Here's a couple of articles that caught my attention this morning:

First, "tell me it isn't so!" Cheating on take home exams at Harvard. Really!??!!? At Harvard?!?!??!

http://www.suntimes.com/news/14828629-418/harvard-investigating-dozens-of-students-for-possible-cheating.html

Second. Work for an income? Naaaah!

http://finance.yahoo.com/news/drink-less-more-billionaire-tells-152654355.html

But here's my favorite line from the article: ""If you want to help the poor and our next generation, make investment, reinvenstment and businesses welcome."" What an odd thought. Never occured to any of our Illinois politicians.

Ralph


----------



## Vol (Jul 5, 2009)

Hard work is good for the body and the soul.....that is one thing I never heard a single time during my college years. Hard work makes me feel good spiritually and the health benefits are obvious. The "Heiress" is right....nothing was ever accomplished by just folding the hands and talking about it. Ralph, I know you live in a very tough state for conservative thought, but do all you can my friend with your contacts and acquaintances about promoting change in the Whitehouse.

Best Regards, Mike


----------



## mlappin (Jun 25, 2009)

The cheating at Harvard I think might be the result of the "your so special" generation finding out...well that they aren't and they certainly aren't so special they were gonna just cruise thru Harvard with straight A's.


----------



## TheFastMan_2 (May 25, 2012)

I don't think I've had a take home exam where I haven't worked with other students. As a college student, you can't expect to have an exam leave the classroom and not have students work together somehow. Easy solution to that is just have an in-class exam. There are more ways to get the grades than actually learning the material. Some college kids are smarter than they look!


----------



## Feed Hay (May 30, 2008)

Illinois politicians, hehe, yep they are the same as the Star Wars Poster downtown posted, the bottom pic on the poster for sure.

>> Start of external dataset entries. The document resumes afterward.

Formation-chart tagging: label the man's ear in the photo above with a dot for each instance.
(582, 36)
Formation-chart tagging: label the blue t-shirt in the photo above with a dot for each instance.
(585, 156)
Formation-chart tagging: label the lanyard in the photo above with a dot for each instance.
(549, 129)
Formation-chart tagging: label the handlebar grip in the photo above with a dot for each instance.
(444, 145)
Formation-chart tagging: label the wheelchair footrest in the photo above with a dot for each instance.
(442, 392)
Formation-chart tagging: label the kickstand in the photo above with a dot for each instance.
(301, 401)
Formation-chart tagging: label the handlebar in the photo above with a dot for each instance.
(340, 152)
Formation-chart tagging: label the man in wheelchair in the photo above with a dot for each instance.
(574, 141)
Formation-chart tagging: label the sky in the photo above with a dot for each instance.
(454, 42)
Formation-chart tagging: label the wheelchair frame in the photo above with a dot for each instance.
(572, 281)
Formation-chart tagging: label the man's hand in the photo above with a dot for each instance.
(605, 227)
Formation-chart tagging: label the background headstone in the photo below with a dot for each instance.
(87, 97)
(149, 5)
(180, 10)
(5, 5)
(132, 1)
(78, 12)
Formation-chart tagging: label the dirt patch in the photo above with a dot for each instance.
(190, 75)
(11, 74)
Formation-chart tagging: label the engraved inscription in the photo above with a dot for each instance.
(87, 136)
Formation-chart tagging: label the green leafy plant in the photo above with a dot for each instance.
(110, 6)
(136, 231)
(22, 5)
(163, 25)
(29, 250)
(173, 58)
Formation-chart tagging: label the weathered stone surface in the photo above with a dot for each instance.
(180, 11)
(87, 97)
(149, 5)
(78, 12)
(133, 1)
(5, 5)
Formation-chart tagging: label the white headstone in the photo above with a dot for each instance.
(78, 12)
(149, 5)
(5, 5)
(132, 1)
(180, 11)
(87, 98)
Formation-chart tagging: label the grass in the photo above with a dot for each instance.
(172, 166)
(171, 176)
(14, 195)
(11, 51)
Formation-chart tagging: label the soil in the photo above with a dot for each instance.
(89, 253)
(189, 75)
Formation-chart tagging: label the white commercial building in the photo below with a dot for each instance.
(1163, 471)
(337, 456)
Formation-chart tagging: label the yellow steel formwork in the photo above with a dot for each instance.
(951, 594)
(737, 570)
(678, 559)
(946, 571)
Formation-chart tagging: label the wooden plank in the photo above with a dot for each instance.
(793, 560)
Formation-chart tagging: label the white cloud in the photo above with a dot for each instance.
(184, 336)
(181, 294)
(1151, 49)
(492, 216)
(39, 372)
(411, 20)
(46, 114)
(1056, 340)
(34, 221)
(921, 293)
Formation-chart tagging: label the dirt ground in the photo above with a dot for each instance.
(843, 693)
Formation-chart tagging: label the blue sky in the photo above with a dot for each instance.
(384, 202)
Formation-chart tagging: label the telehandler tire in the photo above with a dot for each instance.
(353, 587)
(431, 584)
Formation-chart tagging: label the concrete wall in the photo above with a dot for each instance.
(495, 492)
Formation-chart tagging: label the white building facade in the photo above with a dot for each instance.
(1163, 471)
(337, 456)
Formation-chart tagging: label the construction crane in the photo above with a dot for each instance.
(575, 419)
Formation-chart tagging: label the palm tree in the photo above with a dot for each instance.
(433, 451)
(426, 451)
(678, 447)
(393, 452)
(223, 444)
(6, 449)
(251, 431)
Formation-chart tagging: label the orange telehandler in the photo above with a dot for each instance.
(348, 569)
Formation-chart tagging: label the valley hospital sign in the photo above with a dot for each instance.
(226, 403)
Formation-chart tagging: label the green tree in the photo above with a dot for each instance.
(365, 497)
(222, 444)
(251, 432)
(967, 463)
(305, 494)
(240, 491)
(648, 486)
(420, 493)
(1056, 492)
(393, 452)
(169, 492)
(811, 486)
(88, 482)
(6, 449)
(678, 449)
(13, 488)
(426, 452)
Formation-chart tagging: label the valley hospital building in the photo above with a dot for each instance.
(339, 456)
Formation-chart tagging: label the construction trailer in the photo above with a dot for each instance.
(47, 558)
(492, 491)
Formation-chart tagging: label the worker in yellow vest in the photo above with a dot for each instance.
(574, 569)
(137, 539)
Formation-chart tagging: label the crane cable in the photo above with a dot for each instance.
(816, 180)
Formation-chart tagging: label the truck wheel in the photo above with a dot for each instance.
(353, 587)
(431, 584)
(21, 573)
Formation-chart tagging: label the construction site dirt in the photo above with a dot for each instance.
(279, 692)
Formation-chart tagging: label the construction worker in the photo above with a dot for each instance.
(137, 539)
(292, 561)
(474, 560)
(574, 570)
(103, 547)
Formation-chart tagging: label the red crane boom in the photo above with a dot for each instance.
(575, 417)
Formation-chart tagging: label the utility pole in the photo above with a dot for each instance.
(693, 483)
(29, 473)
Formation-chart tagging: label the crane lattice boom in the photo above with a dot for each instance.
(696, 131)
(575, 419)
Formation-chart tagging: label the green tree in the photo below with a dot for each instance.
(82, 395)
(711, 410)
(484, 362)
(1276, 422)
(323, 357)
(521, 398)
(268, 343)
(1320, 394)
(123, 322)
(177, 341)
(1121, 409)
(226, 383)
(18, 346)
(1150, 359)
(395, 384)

I am surprised Harvard has take home exams? Explains our Harvard class Lawyers that run everything these days. They had take home tests which required help from their friends. But then again, I am only Community College educated, which makes me pretty low class compared to the "Ivy League". But I can say I never cheated. Had a few open book tests but did them on my own. Difference between my "work hard" country upbringing and the "Big City" it is all about me life of our upper class rich and famous, I guess.


----------